Comparison of the molecular effects of the mycotoxins beta-zearalenol and deoxynivalenol in porcine endometrial cells--a review.

The mycotoxins beta-zearalenol (beta-ZOL) and deoxynivalenol (DON) produce toxic effects that result in diseases in humans and animals. The molecular mechanisms that control the mycotoxin-mediated effects are far from being completely understood. Various results show that these mycotoxins could inhibit cell proliferation. In the present short communication, the influence of beta-ZOL and DON on the abundance and phosphorylation state of kinases that are included in regulation of the initiation of mRNA translation (which is correlated with cell proliferation) was compared in porcine endometrial cells (PEC).
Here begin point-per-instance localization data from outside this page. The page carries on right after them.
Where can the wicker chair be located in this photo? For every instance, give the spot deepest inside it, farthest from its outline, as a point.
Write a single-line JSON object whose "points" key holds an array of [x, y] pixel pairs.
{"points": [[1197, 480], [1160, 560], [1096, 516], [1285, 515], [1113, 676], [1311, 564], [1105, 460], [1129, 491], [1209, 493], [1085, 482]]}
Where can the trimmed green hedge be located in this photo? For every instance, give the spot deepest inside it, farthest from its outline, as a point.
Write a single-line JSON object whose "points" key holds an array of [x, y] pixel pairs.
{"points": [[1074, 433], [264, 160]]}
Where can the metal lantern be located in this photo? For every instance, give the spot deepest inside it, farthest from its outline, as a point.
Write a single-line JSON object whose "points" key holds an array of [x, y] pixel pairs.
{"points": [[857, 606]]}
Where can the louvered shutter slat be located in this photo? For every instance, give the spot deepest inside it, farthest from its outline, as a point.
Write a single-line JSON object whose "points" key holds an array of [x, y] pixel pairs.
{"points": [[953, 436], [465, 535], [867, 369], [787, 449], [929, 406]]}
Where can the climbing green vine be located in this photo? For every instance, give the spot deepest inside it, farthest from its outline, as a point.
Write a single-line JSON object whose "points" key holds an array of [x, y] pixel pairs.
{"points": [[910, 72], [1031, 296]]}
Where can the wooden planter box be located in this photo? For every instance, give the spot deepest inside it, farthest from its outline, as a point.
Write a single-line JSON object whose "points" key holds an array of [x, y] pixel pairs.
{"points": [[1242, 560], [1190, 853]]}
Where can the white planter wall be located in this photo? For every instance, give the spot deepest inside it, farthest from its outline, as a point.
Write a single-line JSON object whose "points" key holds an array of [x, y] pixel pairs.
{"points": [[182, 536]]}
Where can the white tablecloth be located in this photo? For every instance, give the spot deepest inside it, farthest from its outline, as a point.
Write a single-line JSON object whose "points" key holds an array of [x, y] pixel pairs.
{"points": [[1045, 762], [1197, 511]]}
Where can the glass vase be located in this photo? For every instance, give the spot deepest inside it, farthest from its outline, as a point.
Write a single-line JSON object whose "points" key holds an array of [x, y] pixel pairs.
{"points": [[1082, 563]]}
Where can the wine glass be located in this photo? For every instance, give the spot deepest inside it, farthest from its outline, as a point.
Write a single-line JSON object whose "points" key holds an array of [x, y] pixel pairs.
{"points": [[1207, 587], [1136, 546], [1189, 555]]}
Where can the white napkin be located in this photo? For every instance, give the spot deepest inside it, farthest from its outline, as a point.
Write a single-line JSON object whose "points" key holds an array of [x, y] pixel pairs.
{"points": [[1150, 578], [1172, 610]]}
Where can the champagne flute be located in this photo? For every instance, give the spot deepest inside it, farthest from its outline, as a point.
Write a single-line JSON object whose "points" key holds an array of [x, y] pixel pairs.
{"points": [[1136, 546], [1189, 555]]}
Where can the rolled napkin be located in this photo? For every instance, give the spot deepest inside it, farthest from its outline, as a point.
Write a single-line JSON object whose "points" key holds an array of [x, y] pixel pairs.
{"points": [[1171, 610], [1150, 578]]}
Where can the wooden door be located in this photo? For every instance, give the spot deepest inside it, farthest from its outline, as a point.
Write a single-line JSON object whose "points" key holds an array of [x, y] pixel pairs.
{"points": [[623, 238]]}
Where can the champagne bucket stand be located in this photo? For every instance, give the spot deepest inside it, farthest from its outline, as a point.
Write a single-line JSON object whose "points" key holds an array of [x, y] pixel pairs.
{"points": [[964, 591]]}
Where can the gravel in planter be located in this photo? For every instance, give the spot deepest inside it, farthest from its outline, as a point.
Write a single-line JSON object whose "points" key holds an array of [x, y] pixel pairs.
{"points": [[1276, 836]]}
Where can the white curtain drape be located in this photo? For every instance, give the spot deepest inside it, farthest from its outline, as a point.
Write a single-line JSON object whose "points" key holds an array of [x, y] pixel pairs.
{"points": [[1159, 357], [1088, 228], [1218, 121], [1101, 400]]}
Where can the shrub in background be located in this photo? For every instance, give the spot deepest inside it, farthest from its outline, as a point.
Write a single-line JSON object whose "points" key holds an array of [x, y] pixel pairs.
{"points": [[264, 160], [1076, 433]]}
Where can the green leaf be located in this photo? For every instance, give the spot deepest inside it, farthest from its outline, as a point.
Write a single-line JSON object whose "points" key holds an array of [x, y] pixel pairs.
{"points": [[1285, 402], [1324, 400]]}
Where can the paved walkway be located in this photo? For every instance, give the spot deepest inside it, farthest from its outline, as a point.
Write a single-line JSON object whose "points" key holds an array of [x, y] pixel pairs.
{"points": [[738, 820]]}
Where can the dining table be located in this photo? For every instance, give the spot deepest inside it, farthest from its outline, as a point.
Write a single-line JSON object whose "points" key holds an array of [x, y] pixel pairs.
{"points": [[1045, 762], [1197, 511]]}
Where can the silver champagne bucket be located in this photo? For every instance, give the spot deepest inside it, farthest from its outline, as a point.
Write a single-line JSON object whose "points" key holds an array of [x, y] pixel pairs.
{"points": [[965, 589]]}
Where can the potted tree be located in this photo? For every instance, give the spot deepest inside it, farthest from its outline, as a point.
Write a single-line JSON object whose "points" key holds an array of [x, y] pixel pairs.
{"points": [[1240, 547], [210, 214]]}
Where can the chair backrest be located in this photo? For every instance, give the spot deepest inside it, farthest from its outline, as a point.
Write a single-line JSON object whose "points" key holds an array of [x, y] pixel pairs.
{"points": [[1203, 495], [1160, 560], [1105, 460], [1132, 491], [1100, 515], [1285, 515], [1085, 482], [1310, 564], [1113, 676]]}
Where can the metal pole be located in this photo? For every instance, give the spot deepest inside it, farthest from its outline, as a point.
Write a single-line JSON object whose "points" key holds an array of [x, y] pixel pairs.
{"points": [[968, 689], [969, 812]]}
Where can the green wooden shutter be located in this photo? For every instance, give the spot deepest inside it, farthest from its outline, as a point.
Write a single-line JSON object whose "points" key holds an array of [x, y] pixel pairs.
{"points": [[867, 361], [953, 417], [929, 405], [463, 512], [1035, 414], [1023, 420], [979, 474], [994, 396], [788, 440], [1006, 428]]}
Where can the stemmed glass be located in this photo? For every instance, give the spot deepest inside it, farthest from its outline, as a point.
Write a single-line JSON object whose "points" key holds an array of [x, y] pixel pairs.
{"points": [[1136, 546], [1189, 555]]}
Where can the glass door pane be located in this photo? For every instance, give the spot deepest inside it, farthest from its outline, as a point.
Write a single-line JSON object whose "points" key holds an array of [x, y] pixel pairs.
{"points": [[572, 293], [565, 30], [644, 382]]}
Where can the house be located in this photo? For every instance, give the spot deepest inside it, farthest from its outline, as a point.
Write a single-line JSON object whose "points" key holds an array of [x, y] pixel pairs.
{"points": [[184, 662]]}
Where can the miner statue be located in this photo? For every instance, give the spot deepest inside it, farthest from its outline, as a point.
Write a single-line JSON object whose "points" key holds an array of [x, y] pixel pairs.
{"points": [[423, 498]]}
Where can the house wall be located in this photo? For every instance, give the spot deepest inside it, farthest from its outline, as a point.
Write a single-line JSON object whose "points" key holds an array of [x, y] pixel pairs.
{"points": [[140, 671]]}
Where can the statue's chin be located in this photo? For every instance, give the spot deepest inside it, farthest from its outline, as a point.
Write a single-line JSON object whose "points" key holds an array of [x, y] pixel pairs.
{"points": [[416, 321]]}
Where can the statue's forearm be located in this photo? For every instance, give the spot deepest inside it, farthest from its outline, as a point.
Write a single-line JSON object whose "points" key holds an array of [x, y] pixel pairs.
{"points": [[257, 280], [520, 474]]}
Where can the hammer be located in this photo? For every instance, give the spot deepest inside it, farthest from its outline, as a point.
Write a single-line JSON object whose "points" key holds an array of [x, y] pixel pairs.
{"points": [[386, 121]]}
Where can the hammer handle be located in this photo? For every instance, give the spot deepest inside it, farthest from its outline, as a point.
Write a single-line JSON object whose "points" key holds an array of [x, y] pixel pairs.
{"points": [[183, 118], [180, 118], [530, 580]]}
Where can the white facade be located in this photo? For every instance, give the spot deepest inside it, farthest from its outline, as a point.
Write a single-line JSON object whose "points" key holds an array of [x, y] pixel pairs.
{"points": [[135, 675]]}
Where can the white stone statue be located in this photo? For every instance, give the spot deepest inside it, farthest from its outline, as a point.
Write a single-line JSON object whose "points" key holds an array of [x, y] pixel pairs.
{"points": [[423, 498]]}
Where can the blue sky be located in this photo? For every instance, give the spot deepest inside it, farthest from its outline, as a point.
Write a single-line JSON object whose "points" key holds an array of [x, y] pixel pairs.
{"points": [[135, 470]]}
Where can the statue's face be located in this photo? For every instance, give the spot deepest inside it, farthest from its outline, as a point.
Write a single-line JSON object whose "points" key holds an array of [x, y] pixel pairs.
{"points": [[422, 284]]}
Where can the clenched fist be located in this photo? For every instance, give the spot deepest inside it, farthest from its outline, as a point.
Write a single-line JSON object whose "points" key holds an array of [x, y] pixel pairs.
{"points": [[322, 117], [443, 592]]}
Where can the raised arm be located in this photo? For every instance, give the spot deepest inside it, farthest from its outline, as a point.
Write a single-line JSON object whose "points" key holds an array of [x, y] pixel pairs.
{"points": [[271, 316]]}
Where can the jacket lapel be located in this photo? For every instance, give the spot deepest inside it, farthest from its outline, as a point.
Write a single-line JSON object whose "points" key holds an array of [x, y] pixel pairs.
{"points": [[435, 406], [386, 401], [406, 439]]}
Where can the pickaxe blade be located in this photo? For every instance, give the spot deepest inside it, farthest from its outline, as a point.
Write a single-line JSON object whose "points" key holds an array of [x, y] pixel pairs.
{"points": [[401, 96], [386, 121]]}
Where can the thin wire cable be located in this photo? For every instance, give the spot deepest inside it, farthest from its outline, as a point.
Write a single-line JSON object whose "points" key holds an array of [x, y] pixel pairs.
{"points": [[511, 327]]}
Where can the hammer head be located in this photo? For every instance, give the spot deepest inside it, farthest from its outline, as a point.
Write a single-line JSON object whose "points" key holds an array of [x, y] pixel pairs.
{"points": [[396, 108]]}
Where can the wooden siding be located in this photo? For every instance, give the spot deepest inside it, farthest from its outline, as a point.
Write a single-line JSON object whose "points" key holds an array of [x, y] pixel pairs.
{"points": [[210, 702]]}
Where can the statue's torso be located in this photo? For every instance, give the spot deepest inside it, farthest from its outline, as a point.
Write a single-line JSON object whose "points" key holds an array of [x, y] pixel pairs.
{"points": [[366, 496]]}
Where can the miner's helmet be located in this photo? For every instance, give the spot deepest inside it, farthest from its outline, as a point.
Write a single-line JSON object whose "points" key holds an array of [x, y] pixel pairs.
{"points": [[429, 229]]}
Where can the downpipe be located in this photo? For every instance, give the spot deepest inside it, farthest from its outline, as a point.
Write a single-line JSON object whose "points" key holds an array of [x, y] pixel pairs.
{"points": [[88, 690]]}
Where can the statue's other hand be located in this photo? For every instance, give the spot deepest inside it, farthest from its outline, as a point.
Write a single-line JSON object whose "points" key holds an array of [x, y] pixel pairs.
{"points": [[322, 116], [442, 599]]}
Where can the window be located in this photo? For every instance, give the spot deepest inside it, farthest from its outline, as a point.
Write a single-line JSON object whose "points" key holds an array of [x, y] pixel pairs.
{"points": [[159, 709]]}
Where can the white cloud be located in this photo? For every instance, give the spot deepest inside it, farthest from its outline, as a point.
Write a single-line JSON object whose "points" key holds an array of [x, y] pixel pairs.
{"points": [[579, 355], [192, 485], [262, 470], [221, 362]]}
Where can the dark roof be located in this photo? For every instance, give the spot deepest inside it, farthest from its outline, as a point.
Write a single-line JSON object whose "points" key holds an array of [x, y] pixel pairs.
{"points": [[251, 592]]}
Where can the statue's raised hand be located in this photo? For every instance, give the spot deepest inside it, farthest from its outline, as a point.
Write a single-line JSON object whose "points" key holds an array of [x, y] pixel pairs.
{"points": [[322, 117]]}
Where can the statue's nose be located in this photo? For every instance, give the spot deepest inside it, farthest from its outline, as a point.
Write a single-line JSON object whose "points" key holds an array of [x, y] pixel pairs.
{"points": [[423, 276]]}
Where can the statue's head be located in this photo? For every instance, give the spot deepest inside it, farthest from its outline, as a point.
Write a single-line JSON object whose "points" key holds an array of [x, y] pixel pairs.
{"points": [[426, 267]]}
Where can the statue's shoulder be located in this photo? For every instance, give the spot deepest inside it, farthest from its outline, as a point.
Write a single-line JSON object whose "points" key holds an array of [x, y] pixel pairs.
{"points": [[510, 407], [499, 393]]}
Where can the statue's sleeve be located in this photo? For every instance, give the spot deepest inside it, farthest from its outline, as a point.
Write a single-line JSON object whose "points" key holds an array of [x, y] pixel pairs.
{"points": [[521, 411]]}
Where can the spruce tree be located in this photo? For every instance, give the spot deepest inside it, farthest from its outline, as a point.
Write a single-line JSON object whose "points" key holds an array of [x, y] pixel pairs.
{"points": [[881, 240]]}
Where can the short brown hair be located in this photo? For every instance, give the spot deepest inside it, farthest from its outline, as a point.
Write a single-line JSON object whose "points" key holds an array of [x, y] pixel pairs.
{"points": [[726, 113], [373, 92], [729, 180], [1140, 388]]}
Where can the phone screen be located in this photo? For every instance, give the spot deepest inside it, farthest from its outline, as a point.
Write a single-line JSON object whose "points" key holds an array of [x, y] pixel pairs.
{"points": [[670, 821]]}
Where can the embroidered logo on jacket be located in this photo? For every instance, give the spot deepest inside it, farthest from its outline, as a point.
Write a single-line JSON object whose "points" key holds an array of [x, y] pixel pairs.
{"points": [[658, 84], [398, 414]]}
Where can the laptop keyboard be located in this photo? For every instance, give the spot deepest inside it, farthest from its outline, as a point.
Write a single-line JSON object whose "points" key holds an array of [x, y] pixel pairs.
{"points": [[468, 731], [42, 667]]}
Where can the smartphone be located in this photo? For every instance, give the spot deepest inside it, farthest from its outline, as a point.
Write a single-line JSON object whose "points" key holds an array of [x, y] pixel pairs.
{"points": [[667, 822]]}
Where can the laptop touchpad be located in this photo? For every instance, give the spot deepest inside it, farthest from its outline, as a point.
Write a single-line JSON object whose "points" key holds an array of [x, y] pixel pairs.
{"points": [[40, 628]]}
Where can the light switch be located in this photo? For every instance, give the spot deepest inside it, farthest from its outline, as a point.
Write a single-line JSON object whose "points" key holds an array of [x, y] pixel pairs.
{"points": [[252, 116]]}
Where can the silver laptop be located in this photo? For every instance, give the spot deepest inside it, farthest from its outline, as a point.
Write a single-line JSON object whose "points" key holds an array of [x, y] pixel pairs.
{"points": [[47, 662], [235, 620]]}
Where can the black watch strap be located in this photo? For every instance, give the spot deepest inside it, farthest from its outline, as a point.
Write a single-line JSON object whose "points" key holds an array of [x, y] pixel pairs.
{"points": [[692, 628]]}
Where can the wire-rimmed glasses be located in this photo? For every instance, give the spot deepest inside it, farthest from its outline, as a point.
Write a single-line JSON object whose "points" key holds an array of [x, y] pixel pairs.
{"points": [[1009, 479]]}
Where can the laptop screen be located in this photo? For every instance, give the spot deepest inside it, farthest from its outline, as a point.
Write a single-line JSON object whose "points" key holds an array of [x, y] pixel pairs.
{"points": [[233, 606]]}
Our results indicate that these mycotoxins modulate the expression and phosphorylation of these factors in a different manner. Whereas beta-ZOL mainly had an impact on the biological activity of the extracellular signal-regulated protein kinases 1 and 2 (ERK1/2), protein kinase B (Akt), eukaryotic initiation factor 4E (eIF4E) and its repressor 4E binding protein 1 (4E-BP1), DON reduced the abundance of p38 MAPk, Akt and specific 4E-BP1 bands. In summary, these results indicate that beta-ZOL influences molecular events that are included in the initiation of mRNA translation in the porcine endometrium but DON does not alter such processes clearly.